In routine negotiations, even with companies and governments, there is always a brief standoff period to see who will budge first. The hypothetical game of chicken can be magnified when dealing with two large entities, but eventually, something happens where someone makes a move, and things start to come together. I thought a great, recent, and relevant example of this would be the Elon Musk-Twitter buyout, where, as the board of the platform mozied over the Tesla CEO’s offer, new developments were few and far between, as expected. Nothing was going to move forward until someone budged.
The issue is that sometimes people choose not to budge because their needs in a particular deal are non-negotiable. When the needs of both sides are non-negotiable, it complicates the entire ordeal, and this is what made the Tesla-India deal stagnate: Two large entities that had specific requirements to make something happen. Neither was asking for a small thing, so it is not necessarily unreasonable that Tesla put its plans for India on hold.
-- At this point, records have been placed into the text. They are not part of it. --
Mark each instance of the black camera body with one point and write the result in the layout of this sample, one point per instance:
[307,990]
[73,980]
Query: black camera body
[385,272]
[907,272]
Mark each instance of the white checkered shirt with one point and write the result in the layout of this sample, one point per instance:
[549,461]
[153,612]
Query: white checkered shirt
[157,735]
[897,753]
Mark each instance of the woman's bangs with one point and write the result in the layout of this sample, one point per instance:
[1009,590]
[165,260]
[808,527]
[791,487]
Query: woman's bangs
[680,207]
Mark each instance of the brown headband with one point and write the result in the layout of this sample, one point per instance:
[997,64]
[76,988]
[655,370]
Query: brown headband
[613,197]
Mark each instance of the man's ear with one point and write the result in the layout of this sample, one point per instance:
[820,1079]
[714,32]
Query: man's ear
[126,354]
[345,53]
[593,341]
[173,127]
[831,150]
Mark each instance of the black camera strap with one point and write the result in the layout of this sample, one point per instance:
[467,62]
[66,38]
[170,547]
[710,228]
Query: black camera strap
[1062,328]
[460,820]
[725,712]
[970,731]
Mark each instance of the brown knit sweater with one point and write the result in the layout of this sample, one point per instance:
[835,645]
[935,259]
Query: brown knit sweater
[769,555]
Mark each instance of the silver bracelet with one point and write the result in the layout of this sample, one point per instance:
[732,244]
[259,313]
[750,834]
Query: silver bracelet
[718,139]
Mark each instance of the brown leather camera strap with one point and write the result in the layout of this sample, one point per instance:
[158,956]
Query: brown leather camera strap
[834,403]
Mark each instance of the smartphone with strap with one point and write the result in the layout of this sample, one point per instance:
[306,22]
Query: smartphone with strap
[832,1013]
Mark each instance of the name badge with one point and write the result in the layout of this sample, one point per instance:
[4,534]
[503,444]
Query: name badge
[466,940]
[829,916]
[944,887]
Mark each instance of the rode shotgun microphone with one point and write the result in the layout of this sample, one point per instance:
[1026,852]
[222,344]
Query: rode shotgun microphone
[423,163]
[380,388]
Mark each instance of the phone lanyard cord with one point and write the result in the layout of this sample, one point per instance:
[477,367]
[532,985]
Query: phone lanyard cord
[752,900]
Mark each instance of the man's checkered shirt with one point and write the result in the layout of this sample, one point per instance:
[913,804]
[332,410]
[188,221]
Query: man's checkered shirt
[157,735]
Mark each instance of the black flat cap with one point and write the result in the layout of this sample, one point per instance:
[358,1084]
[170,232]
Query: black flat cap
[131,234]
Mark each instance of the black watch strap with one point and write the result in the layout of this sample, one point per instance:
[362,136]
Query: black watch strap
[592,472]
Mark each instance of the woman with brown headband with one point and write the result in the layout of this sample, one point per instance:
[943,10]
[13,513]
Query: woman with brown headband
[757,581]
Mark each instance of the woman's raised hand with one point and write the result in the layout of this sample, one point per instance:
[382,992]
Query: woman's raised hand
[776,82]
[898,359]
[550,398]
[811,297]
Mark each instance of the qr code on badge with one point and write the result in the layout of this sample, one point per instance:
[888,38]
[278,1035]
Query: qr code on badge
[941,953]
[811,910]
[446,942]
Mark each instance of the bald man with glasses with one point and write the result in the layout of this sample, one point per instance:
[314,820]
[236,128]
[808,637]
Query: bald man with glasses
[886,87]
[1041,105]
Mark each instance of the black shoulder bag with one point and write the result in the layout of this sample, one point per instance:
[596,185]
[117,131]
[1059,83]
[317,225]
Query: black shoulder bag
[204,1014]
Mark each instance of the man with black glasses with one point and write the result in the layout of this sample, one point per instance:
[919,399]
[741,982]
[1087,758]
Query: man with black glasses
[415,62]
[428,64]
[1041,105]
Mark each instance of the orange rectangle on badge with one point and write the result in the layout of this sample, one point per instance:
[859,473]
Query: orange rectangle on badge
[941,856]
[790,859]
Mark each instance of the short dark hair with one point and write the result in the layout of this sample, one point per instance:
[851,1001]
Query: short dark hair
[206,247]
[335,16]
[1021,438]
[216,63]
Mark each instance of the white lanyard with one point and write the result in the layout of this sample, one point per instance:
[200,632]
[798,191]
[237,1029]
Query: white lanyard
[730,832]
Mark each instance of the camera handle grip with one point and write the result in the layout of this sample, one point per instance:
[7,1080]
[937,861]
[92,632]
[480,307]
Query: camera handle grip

Tesla needed to test demand for its cars. It would only be able to do this by building them in Fremont, California, Austin, Texas, Brandenburg, Germany, or Shanghai, China, and then shipping them to India. The problem with this system was it would not be an accurate representation of what Tesla might be able to sell in the market, as the vehicles would still be subjected to massive import duties that would double the cost of the car in some cases. Only a small percentage of the population would be able to afford that, and with very little EV infrastructure in India, it made the company’s products even less attractive. Tesla was effectively stuck between a rock and a hard place because it had an interest in building and selling cars in India, it just needed to confirm that the people of India wanted to buy the cars. Indian government officials rarely offered commentary that was indicative of a willingness to budge.
India wanted Tesla to commit to building a new Gigafactory in their country, which would align with the government’s focus on domestic manufacturing efforts and would likely give officials enough to pull back import duties for Tesla. However, Tesla could not commit to this: there was no indication that demand would be high enough to justify an entire factory, and Tesla was not sure it would be able to export vehicles from the Indian factory to other countries. Given the economic situations across the world during the past two years due to the COVID-19 pandemic, neither entity would be able to budge from their needs.
India and Tesla were the right thing, just at the wrong time. Given the extreme demands that both Tesla and Indian officials needed, it was best to not beat a dead horse any longer and move on from the potential partnership, at least temporarily. Tesla does have a lot of potential in India, but it cannot justify purchasing massive land plots for a new facility, it cannot justify spending millions more on showrooms and service centers, and it can not adequately test the want for its vehicles with massive import taxes trailing behind every car sent to the market.
Try again in a few years, hopefully.